We're not doing time outs here yet, but the big battle at the moment is getting Iestyn to eat in his highchair, and not in front of the telly. It's really problematic, and I started a thread on it but the thread got weird and a woman had a go because I'd said I'm a single parent much of the time. (Apparently it's The Law, and I'm not allowed to say that because I'm insulting to all single parents. But don't get me started on that - women coping alone with husbands/partners who work away are totally unrecognised, plus there are people whose husbands/partners work massively long hours and are all alone.) Anyways, the strategy is to sit tight and make him stay at the table, but if he's going to watch tv, then no food. It's scary though. Didn't do too badly last night.

Neenz my mum always says you should never tell a child 'oh you're so clever' when they've done well, but 'you've worked so hard, well done' etc. I can't remember (if I even ever knew) the term for that.

Had such a bad night last night - poor Iestyn woke at 3am and we ignored him, then DH went in and he was wet through. (No idea why; not happened for months and months.) We changed him and Iestyn was really sweet saying 'Iestyn nappy, Iestyn do pee pee'. Then he wouldn't go back to sleep which was not so sweet.

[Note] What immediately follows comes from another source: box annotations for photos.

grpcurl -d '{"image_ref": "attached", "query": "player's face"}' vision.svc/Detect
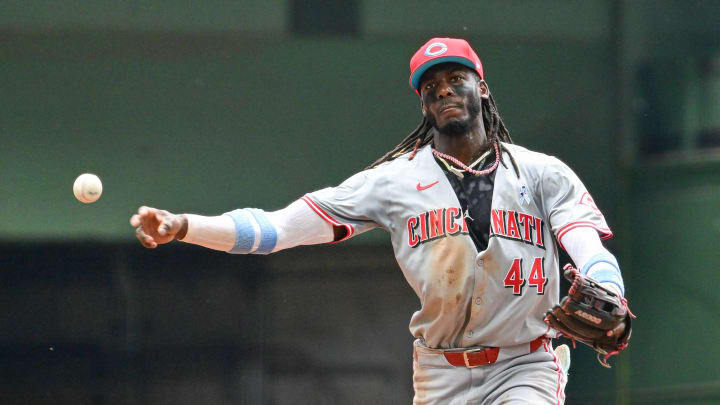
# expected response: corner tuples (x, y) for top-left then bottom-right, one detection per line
(420, 63), (489, 135)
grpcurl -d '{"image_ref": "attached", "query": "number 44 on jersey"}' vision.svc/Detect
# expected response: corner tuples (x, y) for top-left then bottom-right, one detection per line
(504, 257), (547, 295)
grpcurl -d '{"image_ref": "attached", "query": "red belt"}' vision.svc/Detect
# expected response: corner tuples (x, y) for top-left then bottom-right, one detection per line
(443, 336), (544, 368)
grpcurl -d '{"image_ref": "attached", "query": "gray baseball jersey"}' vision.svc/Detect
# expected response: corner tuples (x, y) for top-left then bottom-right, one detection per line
(303, 144), (612, 348)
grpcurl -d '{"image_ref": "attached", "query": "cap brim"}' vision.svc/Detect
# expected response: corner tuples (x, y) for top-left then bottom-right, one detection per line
(410, 56), (475, 90)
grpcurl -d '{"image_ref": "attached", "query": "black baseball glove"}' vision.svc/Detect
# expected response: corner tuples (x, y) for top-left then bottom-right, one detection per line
(545, 264), (635, 368)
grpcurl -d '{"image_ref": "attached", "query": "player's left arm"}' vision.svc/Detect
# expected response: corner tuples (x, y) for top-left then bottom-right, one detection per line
(562, 227), (625, 297)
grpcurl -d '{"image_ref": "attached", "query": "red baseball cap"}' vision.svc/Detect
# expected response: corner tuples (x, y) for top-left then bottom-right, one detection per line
(410, 38), (483, 94)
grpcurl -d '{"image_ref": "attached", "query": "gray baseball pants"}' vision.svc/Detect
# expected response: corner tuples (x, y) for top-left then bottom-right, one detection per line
(413, 339), (567, 405)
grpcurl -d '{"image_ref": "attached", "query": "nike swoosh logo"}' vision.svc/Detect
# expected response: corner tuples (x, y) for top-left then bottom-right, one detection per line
(417, 180), (440, 191)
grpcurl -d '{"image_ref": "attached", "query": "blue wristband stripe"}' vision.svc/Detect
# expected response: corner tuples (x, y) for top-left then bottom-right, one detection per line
(580, 253), (625, 295)
(248, 208), (277, 255)
(224, 209), (255, 254)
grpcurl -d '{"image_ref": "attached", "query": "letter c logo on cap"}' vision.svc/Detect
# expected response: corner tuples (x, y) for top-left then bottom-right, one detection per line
(425, 42), (447, 56)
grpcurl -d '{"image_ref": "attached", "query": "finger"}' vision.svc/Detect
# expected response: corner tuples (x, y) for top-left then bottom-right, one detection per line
(138, 205), (157, 217)
(158, 217), (174, 236)
(135, 226), (157, 249)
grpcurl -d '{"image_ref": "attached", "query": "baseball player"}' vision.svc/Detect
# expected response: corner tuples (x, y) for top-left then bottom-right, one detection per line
(130, 38), (630, 404)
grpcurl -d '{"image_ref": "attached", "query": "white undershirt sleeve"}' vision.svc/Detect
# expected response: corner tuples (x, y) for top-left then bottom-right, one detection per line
(562, 227), (624, 297)
(267, 200), (335, 252)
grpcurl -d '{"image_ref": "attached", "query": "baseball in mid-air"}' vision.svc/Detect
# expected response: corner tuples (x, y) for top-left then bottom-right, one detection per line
(73, 173), (102, 204)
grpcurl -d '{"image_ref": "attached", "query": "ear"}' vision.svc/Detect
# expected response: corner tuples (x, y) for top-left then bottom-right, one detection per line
(478, 79), (490, 99)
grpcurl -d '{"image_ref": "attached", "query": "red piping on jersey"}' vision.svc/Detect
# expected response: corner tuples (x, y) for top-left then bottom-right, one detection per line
(557, 221), (613, 250)
(543, 341), (563, 405)
(300, 195), (355, 243)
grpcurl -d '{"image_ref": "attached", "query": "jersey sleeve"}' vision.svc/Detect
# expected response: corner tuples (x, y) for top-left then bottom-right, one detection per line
(541, 158), (613, 249)
(302, 169), (384, 242)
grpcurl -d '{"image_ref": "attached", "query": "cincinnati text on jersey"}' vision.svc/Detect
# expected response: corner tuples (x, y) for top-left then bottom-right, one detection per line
(408, 207), (469, 247)
(407, 207), (545, 249)
(490, 209), (545, 249)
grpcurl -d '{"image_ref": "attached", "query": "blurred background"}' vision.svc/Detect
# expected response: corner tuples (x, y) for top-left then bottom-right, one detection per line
(0, 0), (720, 404)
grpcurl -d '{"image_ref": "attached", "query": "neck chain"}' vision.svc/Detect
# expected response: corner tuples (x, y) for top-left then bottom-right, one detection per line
(432, 142), (500, 177)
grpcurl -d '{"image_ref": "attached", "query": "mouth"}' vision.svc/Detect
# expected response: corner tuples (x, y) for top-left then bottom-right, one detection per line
(438, 104), (461, 114)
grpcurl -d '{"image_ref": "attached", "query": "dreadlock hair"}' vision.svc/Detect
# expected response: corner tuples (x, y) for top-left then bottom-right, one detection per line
(366, 89), (520, 177)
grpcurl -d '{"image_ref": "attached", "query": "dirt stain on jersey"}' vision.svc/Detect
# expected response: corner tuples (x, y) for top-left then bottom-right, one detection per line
(426, 238), (474, 314)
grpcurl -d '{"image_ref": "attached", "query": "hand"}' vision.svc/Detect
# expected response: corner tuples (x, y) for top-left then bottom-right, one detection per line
(130, 206), (187, 249)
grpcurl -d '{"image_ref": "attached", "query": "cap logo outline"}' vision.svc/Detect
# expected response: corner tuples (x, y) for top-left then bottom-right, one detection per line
(425, 42), (447, 56)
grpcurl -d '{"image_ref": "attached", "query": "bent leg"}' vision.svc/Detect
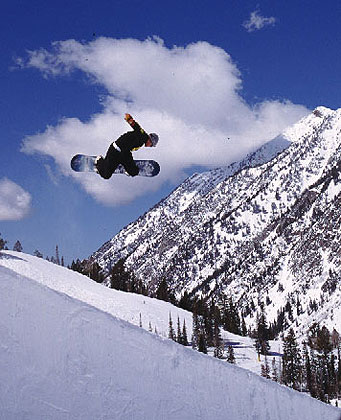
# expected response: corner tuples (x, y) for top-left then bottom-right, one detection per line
(96, 144), (121, 179)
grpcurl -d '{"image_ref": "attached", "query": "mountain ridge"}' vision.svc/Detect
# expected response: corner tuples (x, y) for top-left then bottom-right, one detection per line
(91, 107), (341, 334)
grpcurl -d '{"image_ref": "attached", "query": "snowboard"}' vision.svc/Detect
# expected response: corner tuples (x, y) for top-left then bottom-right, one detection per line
(71, 154), (160, 177)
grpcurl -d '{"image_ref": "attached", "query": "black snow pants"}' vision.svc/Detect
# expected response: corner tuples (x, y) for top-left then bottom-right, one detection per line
(96, 143), (139, 179)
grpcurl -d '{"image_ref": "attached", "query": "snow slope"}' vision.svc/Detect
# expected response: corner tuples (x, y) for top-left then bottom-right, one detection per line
(0, 252), (341, 420)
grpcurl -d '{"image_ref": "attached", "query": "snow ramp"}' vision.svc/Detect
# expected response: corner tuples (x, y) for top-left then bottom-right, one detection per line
(0, 254), (341, 420)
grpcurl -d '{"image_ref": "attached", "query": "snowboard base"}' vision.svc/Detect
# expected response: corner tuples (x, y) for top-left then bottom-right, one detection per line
(71, 154), (160, 177)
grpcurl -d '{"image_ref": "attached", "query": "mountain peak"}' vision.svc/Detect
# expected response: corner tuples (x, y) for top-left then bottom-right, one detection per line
(92, 107), (341, 333)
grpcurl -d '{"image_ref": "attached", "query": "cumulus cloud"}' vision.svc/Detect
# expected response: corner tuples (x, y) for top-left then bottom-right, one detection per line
(0, 178), (31, 221)
(20, 38), (307, 205)
(243, 10), (276, 32)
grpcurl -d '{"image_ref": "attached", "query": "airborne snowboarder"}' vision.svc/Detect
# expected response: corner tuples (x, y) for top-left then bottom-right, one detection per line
(71, 114), (160, 179)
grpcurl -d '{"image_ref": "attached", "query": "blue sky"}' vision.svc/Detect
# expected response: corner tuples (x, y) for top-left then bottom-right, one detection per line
(0, 0), (341, 262)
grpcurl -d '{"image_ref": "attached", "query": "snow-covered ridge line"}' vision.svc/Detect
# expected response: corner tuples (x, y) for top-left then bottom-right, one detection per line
(0, 251), (192, 337)
(0, 252), (340, 420)
(89, 107), (341, 340)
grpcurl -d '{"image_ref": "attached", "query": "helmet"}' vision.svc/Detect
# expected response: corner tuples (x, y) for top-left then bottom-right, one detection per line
(149, 133), (159, 147)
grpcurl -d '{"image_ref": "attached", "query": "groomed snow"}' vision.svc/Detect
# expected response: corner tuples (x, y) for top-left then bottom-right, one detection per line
(0, 252), (341, 420)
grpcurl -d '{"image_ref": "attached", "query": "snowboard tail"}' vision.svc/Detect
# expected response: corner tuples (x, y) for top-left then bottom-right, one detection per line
(71, 154), (160, 177)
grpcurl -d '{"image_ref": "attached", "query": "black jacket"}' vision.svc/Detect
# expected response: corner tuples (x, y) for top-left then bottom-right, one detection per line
(115, 122), (149, 152)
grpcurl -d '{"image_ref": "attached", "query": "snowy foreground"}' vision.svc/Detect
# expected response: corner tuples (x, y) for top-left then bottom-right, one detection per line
(0, 251), (341, 420)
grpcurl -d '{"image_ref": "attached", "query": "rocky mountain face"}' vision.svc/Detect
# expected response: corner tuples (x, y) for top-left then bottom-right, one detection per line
(91, 107), (341, 333)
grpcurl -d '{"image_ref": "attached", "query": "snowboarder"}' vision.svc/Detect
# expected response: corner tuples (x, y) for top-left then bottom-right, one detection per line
(95, 114), (159, 179)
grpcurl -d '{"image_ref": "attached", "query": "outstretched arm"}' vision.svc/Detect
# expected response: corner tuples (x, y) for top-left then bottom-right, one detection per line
(124, 114), (149, 141)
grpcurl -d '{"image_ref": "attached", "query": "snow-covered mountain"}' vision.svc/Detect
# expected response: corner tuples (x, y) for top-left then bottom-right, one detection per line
(0, 251), (340, 420)
(91, 107), (341, 334)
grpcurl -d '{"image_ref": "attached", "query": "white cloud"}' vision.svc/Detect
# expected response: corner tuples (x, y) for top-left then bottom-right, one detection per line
(0, 178), (31, 221)
(21, 38), (307, 205)
(243, 10), (276, 32)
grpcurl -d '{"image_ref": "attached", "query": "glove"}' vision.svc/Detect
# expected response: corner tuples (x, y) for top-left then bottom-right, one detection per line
(124, 114), (135, 126)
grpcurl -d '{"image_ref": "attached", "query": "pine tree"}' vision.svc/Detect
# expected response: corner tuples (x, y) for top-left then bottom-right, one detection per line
(168, 312), (176, 341)
(192, 311), (200, 349)
(282, 328), (302, 390)
(110, 259), (129, 292)
(13, 241), (23, 252)
(55, 245), (60, 265)
(214, 321), (224, 359)
(176, 317), (183, 344)
(226, 345), (236, 364)
(261, 356), (271, 379)
(198, 331), (207, 354)
(182, 320), (188, 346)
(255, 310), (270, 355)
(0, 233), (7, 251)
(156, 278), (169, 302)
(33, 249), (44, 258)
(271, 357), (279, 382)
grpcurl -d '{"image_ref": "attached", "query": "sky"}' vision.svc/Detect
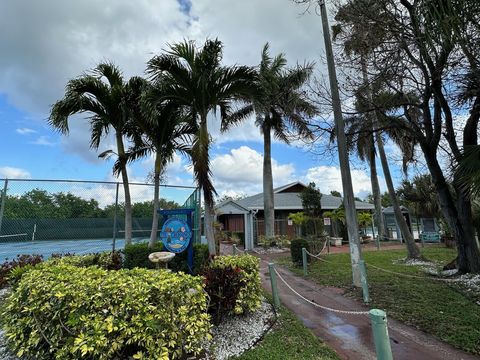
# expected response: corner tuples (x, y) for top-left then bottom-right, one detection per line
(0, 0), (401, 205)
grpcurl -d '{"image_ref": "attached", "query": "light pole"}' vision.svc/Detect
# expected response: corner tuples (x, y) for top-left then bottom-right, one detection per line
(318, 0), (362, 287)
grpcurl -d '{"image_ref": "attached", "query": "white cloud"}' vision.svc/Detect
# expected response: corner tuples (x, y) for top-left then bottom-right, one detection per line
(0, 166), (32, 179)
(305, 166), (386, 198)
(31, 136), (56, 146)
(15, 128), (37, 135)
(211, 146), (295, 195)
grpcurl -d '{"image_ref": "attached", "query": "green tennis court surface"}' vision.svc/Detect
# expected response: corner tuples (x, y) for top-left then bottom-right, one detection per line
(0, 238), (147, 263)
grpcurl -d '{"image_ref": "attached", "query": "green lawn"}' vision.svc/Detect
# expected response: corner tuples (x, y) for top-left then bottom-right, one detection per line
(236, 307), (340, 360)
(280, 248), (480, 354)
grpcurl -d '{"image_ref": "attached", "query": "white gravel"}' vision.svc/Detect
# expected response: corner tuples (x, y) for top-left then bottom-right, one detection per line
(253, 246), (290, 254)
(0, 289), (275, 360)
(205, 301), (275, 360)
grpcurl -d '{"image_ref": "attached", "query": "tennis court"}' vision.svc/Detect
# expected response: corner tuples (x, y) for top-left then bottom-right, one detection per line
(0, 238), (148, 263)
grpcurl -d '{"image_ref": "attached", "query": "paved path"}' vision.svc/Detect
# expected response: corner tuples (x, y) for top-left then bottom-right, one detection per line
(222, 245), (479, 360)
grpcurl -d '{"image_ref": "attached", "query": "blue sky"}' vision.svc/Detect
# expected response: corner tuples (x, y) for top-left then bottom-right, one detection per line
(0, 0), (401, 204)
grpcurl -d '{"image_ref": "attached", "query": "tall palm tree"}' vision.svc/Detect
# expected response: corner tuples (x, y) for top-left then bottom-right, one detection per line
(333, 0), (421, 258)
(147, 39), (255, 255)
(49, 63), (136, 244)
(127, 78), (195, 248)
(252, 43), (317, 238)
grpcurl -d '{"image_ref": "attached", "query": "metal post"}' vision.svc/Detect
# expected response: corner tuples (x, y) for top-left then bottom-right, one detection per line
(268, 263), (280, 309)
(302, 248), (308, 276)
(112, 182), (120, 252)
(370, 309), (393, 360)
(0, 179), (8, 234)
(372, 213), (380, 250)
(358, 260), (370, 304)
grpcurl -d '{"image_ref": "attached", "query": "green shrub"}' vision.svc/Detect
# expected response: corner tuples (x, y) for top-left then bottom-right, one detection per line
(123, 242), (163, 269)
(123, 243), (209, 275)
(1, 264), (211, 360)
(0, 255), (43, 289)
(290, 238), (310, 265)
(203, 266), (242, 324)
(210, 255), (262, 314)
(47, 251), (122, 270)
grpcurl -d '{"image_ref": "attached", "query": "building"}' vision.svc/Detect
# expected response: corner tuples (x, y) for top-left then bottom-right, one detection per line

EddieIzzardismyhero · 13/05/2010 14:16

So much stuff to remember, my head hurts!

I've read that NurtureShock book and the stuff on education is fascinating - two things stuck out, one was what you mentioned Neenz about praising effort not achievement (very interesting theory, and as someone who was always told she was bright all the way through school I think the theory makes perfect sense) and secondly that children are selected as 'gifted' far too young (four in America ) and this means that some very bright kids get missed and some who peak early get pushed too hard.

I would recommend it as a good read for anyone interested in that kind of thing .

AH, bless Fraser asking you to sing him a song - the benefits of having a non verbal child are that I have no idea what A wants in the middle of the night so he can't tug my heart strings quite so effectively!

Essie, I'm the same with the driving thing! Can't be so bloody smug about my driving with recent events though .

I've noticed that thing on MN about being slapped down if you mention you cope alone alot but you're not actually a single mother. But then there are a lot of weird people on here - I mooch around the other threads sometimes and there some really bullying women on here, and then when someone complains they're bullying they all jump on them and tell them to f**k off, kind of proving the point!

And my god there are some attention seekers on here - people who can't breathe without checking with their MN buddies that it's ok .

Tis a weird place sometimes!

Oh, btw, M's weaning is going really well, he's now . . . . . . drum roll . . . . on the 2nd centile!

EssieAmma · 13/05/2010 14:20

Yay Eddie - he's passed Iestyn who is still in the minus numbers.
Also agree on the bullies etc, and the coping alone. I'll admit to stirring a bit on the other thread - I was just in a grump really - but I was told off good and proper. And couldn't really say some of the things I wanted to say, about clubs and choosyness and you're in the gang, you're not in the gang etc... But I'd better keep shtum before I start annoying people on here too!

EddieIzzardismyhero · 13/05/2010 14:55

Oh, it is sooooo cliquey on MN - I've posted on threads before where I have just been completely ignored cos it's all the regulars and no one else is allowed . It often reminds me of the playground - and not in a good way .

It's much nicer being in our own little clique here!